I agree in general with David's comments, without knowing much about the
specifics of the situation, but I wanted to post a cautionary opinion
about online petitions. I just about never sign them. First of all, they
usually have no effect. Second, when they do, their effect is often a
bad one. More importantly, mostly they refer to very complicated
situations about which the signers know little. In the larger world, We
certainly know that major institutions have fired people for unjust,
idiotic or even evil reasons, but I also know of people who have been
fired, or have had their lives ruined, through online petitions or
shaming for offenses that perhaps did not deserved that. (A recent
example, http://www.cbc.ca/radio/ideas/shame-on-you-tube-1.3086407 )

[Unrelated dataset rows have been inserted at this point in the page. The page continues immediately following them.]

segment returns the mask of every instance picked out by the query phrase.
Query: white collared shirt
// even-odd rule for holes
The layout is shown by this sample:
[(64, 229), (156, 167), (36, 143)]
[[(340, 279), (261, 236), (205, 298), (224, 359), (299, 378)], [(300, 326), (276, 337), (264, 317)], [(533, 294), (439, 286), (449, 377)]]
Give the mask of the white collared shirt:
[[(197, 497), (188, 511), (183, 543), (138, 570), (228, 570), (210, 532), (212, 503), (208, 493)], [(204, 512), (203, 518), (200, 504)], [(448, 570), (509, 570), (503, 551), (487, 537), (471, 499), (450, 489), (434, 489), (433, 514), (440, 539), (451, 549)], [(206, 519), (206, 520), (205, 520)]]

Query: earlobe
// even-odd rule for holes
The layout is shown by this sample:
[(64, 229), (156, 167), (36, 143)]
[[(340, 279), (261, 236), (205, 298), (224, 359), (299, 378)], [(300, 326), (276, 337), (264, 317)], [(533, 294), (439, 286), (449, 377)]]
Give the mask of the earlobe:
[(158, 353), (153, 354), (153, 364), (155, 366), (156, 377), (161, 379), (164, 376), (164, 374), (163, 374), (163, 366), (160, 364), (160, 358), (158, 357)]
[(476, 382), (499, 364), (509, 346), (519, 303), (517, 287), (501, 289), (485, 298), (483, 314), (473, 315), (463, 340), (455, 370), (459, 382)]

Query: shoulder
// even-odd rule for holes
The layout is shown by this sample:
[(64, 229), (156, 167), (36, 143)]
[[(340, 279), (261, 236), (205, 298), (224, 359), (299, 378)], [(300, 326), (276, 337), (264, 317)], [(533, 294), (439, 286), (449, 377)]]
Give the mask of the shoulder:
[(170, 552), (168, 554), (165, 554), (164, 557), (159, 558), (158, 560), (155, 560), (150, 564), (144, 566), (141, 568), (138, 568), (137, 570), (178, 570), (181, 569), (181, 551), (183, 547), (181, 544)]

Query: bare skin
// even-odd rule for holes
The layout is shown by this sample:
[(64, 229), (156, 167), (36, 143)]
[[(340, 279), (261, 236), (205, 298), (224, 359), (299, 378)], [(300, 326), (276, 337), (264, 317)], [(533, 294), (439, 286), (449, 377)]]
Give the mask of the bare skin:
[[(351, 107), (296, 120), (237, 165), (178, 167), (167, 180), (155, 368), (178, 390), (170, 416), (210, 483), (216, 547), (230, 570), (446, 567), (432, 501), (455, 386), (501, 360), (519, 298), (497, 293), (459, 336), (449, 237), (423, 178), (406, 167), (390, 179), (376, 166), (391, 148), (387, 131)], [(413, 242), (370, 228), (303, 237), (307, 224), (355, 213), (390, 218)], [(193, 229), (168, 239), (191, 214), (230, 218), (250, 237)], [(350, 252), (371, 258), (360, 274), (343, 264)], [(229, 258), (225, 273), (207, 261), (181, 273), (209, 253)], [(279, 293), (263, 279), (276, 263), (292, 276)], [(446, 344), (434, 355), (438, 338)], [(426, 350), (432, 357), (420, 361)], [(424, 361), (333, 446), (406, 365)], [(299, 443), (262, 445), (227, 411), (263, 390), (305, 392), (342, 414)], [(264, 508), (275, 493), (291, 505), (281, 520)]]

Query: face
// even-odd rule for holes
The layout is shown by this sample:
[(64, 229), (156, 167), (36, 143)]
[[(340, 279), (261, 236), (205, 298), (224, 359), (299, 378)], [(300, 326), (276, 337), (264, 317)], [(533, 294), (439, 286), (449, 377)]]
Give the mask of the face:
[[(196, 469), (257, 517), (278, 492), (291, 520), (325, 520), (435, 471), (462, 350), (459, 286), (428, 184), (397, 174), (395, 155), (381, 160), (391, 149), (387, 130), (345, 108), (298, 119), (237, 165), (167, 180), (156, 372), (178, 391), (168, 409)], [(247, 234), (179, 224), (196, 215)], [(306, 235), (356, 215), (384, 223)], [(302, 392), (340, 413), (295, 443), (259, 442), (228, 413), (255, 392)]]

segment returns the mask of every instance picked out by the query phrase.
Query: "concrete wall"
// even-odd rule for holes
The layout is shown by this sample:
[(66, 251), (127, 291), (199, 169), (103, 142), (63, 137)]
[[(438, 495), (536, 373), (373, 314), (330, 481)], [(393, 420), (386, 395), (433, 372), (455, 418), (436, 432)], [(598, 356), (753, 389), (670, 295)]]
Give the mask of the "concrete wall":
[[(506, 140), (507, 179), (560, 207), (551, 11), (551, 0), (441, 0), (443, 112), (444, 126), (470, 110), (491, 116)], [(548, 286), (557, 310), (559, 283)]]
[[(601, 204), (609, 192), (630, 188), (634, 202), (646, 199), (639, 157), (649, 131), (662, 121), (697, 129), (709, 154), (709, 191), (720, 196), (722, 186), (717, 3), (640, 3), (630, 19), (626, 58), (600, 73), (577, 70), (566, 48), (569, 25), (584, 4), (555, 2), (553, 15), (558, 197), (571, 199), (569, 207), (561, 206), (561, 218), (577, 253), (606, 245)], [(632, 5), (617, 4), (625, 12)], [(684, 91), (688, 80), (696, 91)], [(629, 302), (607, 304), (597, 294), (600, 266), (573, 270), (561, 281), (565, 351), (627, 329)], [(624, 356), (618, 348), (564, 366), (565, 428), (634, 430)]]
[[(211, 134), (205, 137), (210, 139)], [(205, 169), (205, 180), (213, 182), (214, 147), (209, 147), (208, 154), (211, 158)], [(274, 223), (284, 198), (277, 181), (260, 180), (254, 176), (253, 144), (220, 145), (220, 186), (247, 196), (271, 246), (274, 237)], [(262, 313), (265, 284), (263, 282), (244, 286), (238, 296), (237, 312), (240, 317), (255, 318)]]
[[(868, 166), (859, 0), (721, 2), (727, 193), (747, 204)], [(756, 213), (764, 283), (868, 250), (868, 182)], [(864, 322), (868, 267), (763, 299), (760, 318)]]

It's a big enough challenge to act well in one's own life, and to treat
well the people with whom one comes in immediate contact, and Lord knows
i have not always succeeded in doing that. It is all too easy to sign
something in outrage over some situation or other. The issues about
which I feel I know enough to have an opinion -- we should use less
fossil fuels, for example -- are not going to be affected by online
petitions anyway.
Do we initiate and sign online petitions to make ourselves feel better,
or to actually make things better? As one-liner pieces of wisdom go, I
am a great admirer of Gandhi's "Be the change you want to see ion the
world."
At the very least, it seems to me that someone who cares about this
curator should try to do the work a good journalist would do and get to
the bottom of the situation. An authoritative analysis that could show
the firing was really wrong might actually help.